We got a special dispensation to go to the nearby clinic to pick up continued-use medicines. We have a bike, which is useful when people are afraid of community spread in closed environments like cars or buses, and we are considered responsible neighbors.
However, food and beverages turned out to be a much more significant obstacle. A few small restaurants delivered, but usually just one or two dishes. One of us would spend countless hours ordering anything that became available and looked edible. There was no news about food packages from the government; we have received two, more than a week apart, and while welcome, they would not cover all our needs.
We turned to the compound’s group chat for support. The community came together to coordinate bulk purchases directly from producers. For each category, there was a group chat: fruits, vegetables, rice, eggs, milk, and so on. Without Google translate and a helpful neighbor who speaks perfect English, it would have been much harder to navigate it.
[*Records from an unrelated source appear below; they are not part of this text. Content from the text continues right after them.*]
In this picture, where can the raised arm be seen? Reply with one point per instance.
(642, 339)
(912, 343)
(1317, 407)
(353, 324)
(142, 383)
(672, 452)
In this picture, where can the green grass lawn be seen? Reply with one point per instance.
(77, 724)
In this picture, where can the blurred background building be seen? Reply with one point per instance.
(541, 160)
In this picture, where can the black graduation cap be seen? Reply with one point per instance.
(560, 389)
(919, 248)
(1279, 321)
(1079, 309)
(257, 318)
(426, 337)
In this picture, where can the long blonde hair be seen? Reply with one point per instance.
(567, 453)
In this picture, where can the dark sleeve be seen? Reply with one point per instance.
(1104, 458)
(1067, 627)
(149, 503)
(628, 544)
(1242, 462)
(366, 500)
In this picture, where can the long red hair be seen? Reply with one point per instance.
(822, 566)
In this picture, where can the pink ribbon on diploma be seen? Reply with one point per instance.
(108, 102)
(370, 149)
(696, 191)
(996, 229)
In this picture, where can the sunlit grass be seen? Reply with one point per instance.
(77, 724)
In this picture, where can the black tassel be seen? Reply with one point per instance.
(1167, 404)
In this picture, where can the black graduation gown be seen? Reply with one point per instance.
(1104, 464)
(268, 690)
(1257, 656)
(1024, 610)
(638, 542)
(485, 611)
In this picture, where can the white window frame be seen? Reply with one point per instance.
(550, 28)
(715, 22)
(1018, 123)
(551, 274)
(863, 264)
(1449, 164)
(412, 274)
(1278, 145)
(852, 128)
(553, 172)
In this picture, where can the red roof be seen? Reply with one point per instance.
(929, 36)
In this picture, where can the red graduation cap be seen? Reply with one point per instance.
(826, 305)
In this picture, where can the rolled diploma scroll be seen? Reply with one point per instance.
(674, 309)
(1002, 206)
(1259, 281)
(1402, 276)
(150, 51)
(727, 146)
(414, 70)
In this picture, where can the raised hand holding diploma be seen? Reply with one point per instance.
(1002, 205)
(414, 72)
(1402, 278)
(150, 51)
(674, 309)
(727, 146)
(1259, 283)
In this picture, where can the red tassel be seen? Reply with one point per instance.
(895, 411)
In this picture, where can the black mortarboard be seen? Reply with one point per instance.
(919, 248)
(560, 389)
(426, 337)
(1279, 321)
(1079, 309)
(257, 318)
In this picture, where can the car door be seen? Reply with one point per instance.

Sometimes, purchases would come through. Other times, not. Minimum order thresholds varied widely. We placed an order for mangoes and strawberries. They arrived. Beautiful and tasty fruit, but what do you do with 25 pounds of mangoes, 6 pounds of strawberries, and 10 pounds of rice for three people?
Out of all the anxiety and frustration, there has been one silver lining. The community banded together. We lent kitchen knives and donated salt; a neighbor dropped ten apples from her purchase of 35 pounds of Golden Delicious. We all contributed to a few households that were running short of basic staples.
Finally, some reliability. We connected, at first through a Chinese app and then directly, to one of the few delivery persons allowed to move around Pudong. We tip him well to purchase what is available around here. The selection is stark, but we don’t care. We have lived through much worse in Brazil.
One day we woke up to a loud banging on our door. We got scared, as it could mean one of us would be carried away to a quarantine facility. Opening the door, people in hazmat suits. Our hearts skipped a beat. Luckily, they were there to deliver rapid antigen tests.
Is it 1991? 2020? 2022? Frankly, sometimes we wonder. But it doesn’t matter. Our hearts go to the migrant workers and the families suffering real difficulties. We are safe, with enough to eat, and have a fully stocked library. We have plenty of space in a high-end compound where we have all we need but not all we want.
There are many ways to relive one’s childhood. Who would have picked this one? There will be a time for complaints but right now: “do what you must and control what you can.”